Laine Crosby’s experience as an “investigative medium” began with this case. She suddenly sensed one day, as if she were inside the grave, that a little girl was buried alive and needed help. But the searchers weren’t looking in the right place. Laine was screaming, but no one could hear. “I’m so close,” she writes, “it’s almost as if I’m an overlay, a varnish on a picture.”

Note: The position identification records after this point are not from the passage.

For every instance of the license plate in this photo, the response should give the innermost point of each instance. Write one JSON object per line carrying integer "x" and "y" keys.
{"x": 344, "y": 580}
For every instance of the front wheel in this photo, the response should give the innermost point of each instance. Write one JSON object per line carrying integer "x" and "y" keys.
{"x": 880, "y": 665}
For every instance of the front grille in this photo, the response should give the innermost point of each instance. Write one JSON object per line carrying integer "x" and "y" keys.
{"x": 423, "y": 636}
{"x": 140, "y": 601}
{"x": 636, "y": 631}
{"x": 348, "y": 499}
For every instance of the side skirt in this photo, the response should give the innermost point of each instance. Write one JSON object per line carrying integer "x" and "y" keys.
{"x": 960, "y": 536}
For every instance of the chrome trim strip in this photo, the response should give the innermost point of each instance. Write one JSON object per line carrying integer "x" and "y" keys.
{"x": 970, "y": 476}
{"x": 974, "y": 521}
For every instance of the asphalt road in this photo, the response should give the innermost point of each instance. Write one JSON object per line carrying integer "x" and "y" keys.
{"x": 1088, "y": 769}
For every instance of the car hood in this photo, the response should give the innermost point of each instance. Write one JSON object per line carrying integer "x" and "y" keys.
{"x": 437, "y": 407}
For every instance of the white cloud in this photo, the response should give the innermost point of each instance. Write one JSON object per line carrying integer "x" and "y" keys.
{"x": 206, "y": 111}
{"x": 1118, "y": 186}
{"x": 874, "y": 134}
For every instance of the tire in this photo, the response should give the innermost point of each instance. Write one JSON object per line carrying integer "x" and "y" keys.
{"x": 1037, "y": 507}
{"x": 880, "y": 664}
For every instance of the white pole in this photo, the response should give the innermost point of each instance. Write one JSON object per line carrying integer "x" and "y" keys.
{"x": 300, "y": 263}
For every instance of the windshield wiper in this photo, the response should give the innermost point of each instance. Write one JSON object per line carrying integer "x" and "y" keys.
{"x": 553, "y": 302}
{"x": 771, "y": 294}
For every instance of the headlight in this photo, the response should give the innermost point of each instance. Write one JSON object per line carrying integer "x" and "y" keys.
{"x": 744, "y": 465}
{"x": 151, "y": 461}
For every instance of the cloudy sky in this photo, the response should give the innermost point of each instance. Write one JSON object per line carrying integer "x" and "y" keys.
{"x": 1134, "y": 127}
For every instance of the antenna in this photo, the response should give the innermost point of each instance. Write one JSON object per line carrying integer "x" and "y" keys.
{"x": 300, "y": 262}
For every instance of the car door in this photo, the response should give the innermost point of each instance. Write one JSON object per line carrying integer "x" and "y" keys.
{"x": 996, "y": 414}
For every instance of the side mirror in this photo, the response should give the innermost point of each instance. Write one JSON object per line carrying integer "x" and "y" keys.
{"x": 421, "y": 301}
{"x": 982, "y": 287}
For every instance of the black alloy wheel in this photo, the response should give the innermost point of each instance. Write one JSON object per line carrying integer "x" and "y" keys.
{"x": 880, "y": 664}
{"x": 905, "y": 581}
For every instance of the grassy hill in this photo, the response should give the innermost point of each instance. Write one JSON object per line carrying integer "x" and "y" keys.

Laine wanted to inform the police, fax them a map, anything to help, but her husband persuaded her that they would ignore her or think she was a kook or had guilty knowledge. When Jessica’s remains were found, and Couey admitted he’d buried her alive, Crosby resolved that she’d never hesitate again, no matter what anyone thought. She’s convinced she might have saved the girl.
I met Laine through Mark and Carol Nesbitt, whom I’ve known through my paranormal investigations. Mark was featured in my book, Ghost: Investigating the Other Side, and I’ve often stayed in the “Ghost House” where his Ghosts of Gettysburg office is located. Together, we wrote Blood and Ghosts: Paranormal Forensic Investigators. Laine became part of some of those stories, because we crossed paths at certain sites and she gave us some readings on several incidents.

For example, at the Winery at La Grange in Haymarket, Virginia, large dark stains on the hardwood floor of a third-floor room suggested the presence of blood. In one area, it took the shape of a body that had bled out, and in another area there seemed to have been a bloody struggle. (I’m not psychic and I could see this.) The new owners knew of no violent incidents there, but they did have a few ghost stories.

I watched as Laine had a conversation with a man who’d died (I heard only her side). Apparently, he was still in the room. The victim described a struggle with his brother-in-law, who’d shot him twice. He lay dying for a long time, he said, and his body went undiscovered in that room for five days. He gave a name and year, but we never found records.

Laine also performed remote viewing for us when she couldn’t come along on a trip, and during this time, she’d told us she was writing a book about her experiences. Now it’s done. Investigative Medium – the Awakening has been published. I was eager to read it.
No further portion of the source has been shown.